His life divides itself into three periods: the first one his time of dreaming, as he himself styled it—his boyhood, ending with the call to arms in 1861; the second his period of storm and stress, his period of struggle and uncertainty and final adjustment, ending in 1873 with his determination to devote his life to music and poetry; and finally the seven or eight years in which eagerly and unremittingly, with failing health and long periods of total incapacity, he wrote all those books and poems for which he is now known.
III
Lanier's work more than that of any other writer of his time illustrates the difference between the mid-century literature and that of the later national period. He is distinctively a transition figure: he heard both voices and he obeyed both. Until after the war he was what Hayne and Timrod had been, and Taylor and Stoddard—a disciple of Keats, a poet of merely sensuous beauty. But for the war he would have been a Longfellow bringing from Germany Hyperions and Voices of the Night. The four vital years in the camps, on the blockade runner, in the military prison, with their close contact with life in its elemental conditions, was a university course far different from any that he had dreamed of in his college days. It was this that differentiates him from Hayne and Timrod and that brings him into our period.
Tiger Lilies, his first published book (1867), is a document not only in the life of Lanier but also in the transition period of the sixties. It is a crude first novel full of a strange mixture of weakness and strength. It has been likened to Longfellow's Hyperion, but the likeness extends no further than this: Tiger Lilies is the novel transitional to the seventies as Hyperion was transitional to the romantic thirties and forties. In parts it belongs completely to the older period. It opens with this outburst, not by Paul Fleming, but by Paul Rübetsahl:
"Himmel! Cospetto! Cielo! May our nests be built on the strongest and leafiest bough of the great tree Ygdrasil! May they be lined with love, soft and warm, and may the storms be kind to them: Amen and Amen!" said Paul Rübetsahl.
The first part is florid in the extreme and artificial, full of literary affectations and conceits:
On the last day of September, 1860, huntsman Dawn leapt out of the East, quickly ran to earth that old fox, Night, and sat down on the top of Smoky Mountain to draw breath, etc.
Its discussions of poetry, of music, of the meaning of art and of life generally are all in the dream-world of German romance, and its chaotic plot and its impossible characters and happenings are in full keeping. But with part two the book comes suddenly to life. The hero enters the war and all at once there is realism, passages like this as graphic even as Whitman:
The wounded increase. Here is a musket in the road: there is the languid hand that dropped it, pressing its fingers over a blue edged wound in the breast. Weary pressure, and vain—the blood flows steadily.

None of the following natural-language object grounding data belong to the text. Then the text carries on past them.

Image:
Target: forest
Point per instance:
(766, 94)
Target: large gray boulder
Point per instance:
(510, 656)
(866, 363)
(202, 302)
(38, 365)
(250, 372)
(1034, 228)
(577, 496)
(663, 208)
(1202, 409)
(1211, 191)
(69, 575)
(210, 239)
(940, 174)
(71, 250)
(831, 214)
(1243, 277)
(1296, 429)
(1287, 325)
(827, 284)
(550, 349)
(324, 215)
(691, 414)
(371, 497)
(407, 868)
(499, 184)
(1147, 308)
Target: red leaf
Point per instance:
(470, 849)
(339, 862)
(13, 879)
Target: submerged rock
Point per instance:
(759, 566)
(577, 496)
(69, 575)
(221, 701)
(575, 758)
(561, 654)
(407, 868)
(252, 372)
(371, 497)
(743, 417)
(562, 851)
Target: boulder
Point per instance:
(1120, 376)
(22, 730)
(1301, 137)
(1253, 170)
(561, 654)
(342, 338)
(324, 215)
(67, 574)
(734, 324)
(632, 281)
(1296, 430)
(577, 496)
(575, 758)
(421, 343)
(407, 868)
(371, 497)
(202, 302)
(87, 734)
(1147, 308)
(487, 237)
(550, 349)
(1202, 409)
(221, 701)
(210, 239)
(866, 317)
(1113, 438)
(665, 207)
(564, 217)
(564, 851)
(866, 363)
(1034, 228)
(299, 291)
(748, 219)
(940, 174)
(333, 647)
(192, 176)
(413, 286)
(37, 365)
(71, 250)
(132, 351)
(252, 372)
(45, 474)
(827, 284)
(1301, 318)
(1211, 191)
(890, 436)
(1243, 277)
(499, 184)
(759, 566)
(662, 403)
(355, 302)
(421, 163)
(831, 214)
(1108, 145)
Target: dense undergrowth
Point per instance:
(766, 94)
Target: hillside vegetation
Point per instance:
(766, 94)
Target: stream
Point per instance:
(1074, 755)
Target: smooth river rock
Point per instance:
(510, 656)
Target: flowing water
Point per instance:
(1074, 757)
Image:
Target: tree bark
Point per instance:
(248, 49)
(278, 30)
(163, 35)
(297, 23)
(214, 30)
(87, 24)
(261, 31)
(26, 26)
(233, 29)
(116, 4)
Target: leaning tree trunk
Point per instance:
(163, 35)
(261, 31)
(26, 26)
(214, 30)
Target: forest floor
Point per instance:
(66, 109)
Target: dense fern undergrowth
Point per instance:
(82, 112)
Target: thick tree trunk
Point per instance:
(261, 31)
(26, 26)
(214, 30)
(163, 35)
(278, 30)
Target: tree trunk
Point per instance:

More muskets, cartridge-boxes, belts, greasy haversacks, strew the ground.
Here come the stretcher-bearers. They leave a dripping line of blood. "Walk easy as you kin, boys," comes from the blanket which the men are carrying by the corners. Easy walking is desirable when each step of your four carriers spurts out the blood afresh or grates the rough edges of a shot bone in your leg.
The sound of a thousand voices, eager, hoarse, fierce, all speaking together yet differently, comes through the leaves of the undergrowth. A strange multitudinous noise accompanies it—a noise like the tremendous sibilation of a mile-long wave just before it breaks. It is the shuffling of two thousand feet as they march over dead leaves.